In addition to this, a study from Addis Ababa reported that adolescents whose family’s income was more than 22,727 ETB per month were 4.1 times more likely to be overweight/obese (AOR = 4.1, 95% CI: 1.1, 15.8) than those families’ incomes less than or equal to 1,864 ETB per month (22) and a study from Hawasa town also showed a similar association (30). This may be due to the Western-style eating habits of adolescents from higher socioeconomic groups, which consume more high-fat, high-calorie foods in place of the wholesome, traditional diet of cereals, fruit, and vegetables.

In addition, they are even more exposed to a sedentary way of life. However, a cohort study from Taipei showed that children from low-income households had a significantly higher risk of becoming overweight/obesity than those from middle-and high-income households (34). Another qualitative study, from Hong Kong, reveals that adolescents from low-income families are more likely to engage in unhealthy dietary behaviors and, as a result, are more vulnerable to diet-related health problems (35). One possible explanation for this could be that adolescents from industrialized countries, while likely more aware of healthy diets, consume fast food because it is cheap and convenient.

About 32.2% of the respondents were frequent (>2 times) fast-food consumers, of which 105 (59%) were females and 73 (41% were males). This result is lower than the findings from Bangladesh (36) and Sri Lanka (37). Moreover, this finding is even lower than reports from Saudi Arabia (38). This could be related to differences in socioeconomic status, lifestyle, and easy access to junk and processed foods among the research population. According to one Italian survey, over 80% of kids have visited a fast-food restaurant at least once in their lives, yet just 15.5% of the sample said they frequented the establishment more than once a week (39). This is significantly less than what we found. Moreover, this might be because of a government plan that includes a number of programs designed to encourage pupils in that particular area to consume more fruits and veggies. A study in Saudi Arabia identified there was no significant relationship between BMI categories and father’s education level and mother’s education. However, the same study results show that while the fathers of most of the overweight and obese children were employed, the mothers of most of the overweight and obese children were not employed (40). However, our research showed no significant association between adolescents’ overweight/obesity and their parents’ career or level of education. This discrepancy may be due to the difference in type of study design and sample size.
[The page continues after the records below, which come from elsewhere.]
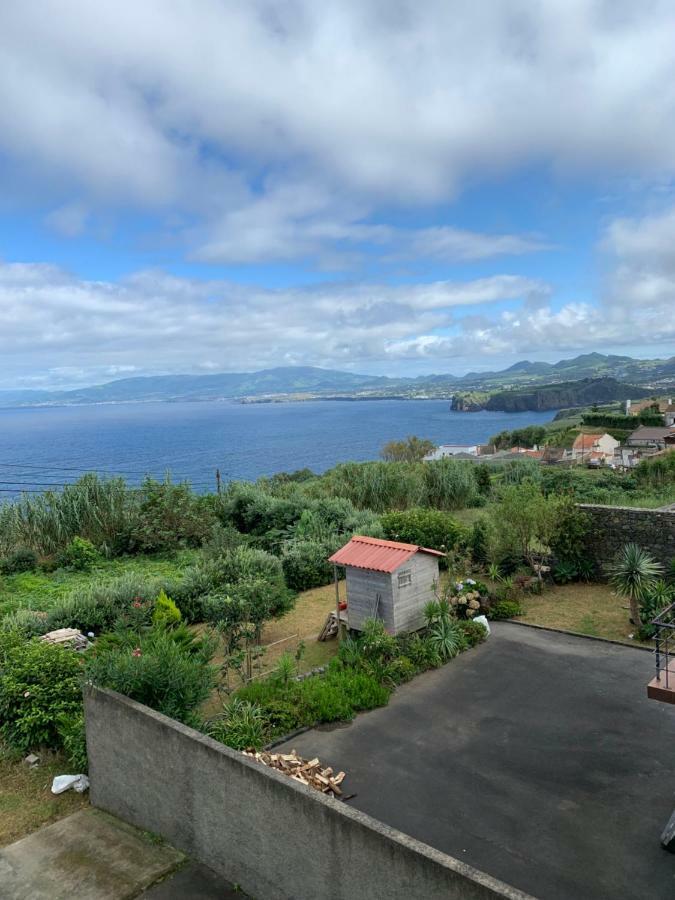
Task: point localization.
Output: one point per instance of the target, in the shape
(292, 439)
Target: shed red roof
(378, 555)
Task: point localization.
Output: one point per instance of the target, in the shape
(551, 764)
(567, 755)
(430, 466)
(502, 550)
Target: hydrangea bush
(469, 598)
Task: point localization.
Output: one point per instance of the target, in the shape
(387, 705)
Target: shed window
(405, 578)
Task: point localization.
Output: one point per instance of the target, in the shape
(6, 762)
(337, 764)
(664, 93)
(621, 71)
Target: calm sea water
(39, 447)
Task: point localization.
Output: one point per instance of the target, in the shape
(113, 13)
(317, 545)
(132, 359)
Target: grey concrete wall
(276, 838)
(614, 526)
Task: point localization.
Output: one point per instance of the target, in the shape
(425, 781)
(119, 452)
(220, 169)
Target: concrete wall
(276, 838)
(614, 526)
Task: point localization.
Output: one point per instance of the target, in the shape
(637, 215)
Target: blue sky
(388, 187)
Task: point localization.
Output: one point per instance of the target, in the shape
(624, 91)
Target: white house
(445, 450)
(591, 447)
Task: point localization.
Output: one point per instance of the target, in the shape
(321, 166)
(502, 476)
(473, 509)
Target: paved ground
(536, 757)
(93, 856)
(87, 856)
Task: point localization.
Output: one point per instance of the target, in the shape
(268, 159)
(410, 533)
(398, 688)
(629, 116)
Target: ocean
(51, 446)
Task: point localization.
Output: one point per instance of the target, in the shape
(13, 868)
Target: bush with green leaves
(305, 565)
(27, 622)
(97, 607)
(22, 560)
(40, 683)
(73, 739)
(158, 672)
(473, 632)
(505, 609)
(431, 528)
(165, 614)
(241, 725)
(171, 516)
(79, 555)
(569, 537)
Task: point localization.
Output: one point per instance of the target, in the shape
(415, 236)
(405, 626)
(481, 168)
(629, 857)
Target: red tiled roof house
(387, 580)
(602, 445)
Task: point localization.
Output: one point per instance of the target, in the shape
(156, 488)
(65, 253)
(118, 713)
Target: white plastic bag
(78, 783)
(483, 621)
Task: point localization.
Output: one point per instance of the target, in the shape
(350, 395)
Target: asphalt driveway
(536, 758)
In terms of frequency of fast-food intake, frequent fast-food users were almost three times more overweight/obese than those who consumed fast foods two times or less than two times per week, which is similar to data from Sri Lanka (37) and Saudi Arabia (38).
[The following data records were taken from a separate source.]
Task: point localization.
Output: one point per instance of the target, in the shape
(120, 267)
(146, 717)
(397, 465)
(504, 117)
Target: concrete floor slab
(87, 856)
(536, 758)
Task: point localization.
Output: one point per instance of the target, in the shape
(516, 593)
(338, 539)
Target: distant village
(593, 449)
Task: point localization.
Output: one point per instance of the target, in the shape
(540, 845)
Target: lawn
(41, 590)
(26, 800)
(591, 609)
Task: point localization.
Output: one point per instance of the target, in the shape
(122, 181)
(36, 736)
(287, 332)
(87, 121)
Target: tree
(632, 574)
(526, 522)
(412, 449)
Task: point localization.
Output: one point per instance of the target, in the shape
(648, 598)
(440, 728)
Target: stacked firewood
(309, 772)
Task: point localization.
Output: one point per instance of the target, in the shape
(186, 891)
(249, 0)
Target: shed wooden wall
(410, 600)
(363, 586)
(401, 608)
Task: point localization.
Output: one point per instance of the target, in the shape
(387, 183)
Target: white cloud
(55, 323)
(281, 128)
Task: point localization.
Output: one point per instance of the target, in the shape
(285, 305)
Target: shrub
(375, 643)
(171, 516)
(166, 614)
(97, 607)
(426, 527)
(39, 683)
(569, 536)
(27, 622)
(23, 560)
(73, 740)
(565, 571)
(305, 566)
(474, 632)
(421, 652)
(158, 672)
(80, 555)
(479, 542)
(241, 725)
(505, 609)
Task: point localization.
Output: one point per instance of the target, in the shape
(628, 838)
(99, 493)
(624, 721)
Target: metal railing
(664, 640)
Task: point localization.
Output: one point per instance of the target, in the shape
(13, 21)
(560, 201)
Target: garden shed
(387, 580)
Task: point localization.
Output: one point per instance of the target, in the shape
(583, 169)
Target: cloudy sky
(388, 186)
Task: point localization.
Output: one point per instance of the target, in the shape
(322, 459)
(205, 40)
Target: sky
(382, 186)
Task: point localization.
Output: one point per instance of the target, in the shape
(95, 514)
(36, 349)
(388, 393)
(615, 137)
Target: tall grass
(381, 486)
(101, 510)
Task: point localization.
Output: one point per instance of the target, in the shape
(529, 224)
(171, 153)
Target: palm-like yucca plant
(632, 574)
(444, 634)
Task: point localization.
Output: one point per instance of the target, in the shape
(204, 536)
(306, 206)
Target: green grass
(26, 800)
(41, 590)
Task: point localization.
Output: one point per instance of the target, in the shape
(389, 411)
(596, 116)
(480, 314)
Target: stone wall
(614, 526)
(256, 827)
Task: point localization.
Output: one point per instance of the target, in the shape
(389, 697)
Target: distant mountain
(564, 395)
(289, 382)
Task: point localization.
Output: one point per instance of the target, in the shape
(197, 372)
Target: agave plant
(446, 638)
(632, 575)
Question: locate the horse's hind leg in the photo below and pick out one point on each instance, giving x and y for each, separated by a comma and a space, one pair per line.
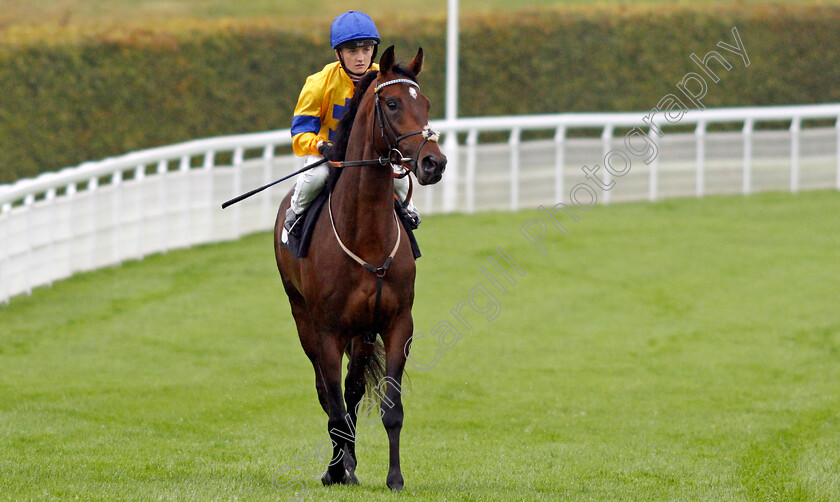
362, 355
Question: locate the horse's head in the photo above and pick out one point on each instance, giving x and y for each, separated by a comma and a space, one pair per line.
401, 125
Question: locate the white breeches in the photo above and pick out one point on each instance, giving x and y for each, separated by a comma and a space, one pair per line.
310, 183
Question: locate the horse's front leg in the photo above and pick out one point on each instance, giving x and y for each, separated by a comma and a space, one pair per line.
395, 340
362, 361
341, 430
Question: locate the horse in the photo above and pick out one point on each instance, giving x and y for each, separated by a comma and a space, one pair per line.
339, 294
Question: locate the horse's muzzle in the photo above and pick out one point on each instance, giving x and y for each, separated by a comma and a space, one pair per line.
431, 169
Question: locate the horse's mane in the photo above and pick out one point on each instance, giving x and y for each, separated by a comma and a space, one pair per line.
345, 125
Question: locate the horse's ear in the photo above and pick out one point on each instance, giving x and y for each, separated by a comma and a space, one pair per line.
416, 64
386, 62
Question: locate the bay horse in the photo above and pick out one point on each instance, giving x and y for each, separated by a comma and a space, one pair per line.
339, 293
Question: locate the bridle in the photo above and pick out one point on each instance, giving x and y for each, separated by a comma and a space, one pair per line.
393, 158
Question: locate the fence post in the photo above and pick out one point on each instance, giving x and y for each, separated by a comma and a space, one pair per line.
163, 202
139, 176
795, 126
837, 178
207, 166
238, 159
559, 163
268, 168
5, 217
747, 131
116, 182
515, 135
472, 141
700, 175
606, 141
653, 182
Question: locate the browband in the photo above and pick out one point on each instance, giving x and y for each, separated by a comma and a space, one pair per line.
397, 81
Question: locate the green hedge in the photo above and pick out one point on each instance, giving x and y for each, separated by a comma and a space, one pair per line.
69, 97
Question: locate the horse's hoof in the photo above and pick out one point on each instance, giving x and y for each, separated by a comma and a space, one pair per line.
395, 482
348, 479
351, 479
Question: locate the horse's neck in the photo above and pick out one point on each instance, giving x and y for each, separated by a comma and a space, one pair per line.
363, 204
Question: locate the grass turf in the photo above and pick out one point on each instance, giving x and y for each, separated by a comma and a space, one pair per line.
683, 350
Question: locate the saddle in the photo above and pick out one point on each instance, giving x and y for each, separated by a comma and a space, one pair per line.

Another recent study, in the UK, found that increased visits to fast-food outlets were associated with higher BMI SD scores in adolescents (41), which is again in line with these findings. This might be due to the fact that fast foods are energy dense and high calories. However, there is one contrary finding from Hawasa town, among the adult community, in which no significant associations were found for frequency of consumption of fast foods and overweight/obesity (42). This may be due to differences in the study population and study period. Compared to states in the European Union, where the prevalence varies from 12% in the Netherlands to 36% in Malta, the prevalence of overweight and obesity in our study is significantly lower (43). This could be due to adolescents in developing nations still adjusting to a Western-style diet.

Recommendation

WHO published the six implementation plans for the prevention and interventions of childhood and adolescents’ obesity in 2017. First, there is a need to implement comprehensive programs that promote the intake of healthy foods and reduce the intake of unhealthy foods and sugary beverages by children and adolescents. Second, comprehensive programs must promote physical activity and reduce sedentary behaviors in children and adolescents. Third, the program must integrate and strengthen guidance for non-communicable disease prevention with current guidance for preconception and antenatal care to reduce the risk of childhood obesity. Fourth, it is imperative to provide guidance on and support for healthy diet, sleep, and physical activity in early childhood to ensure children grow appropriately and develop healthy habits. Fifth, the comprehensive programs must promote healthy school environments, health and nutrition literacy, and physical activity among schoolage children and adolescents. Finally, it is important to provide family-based, multicomponent, lifestyle weight management services for children and young people who are obese.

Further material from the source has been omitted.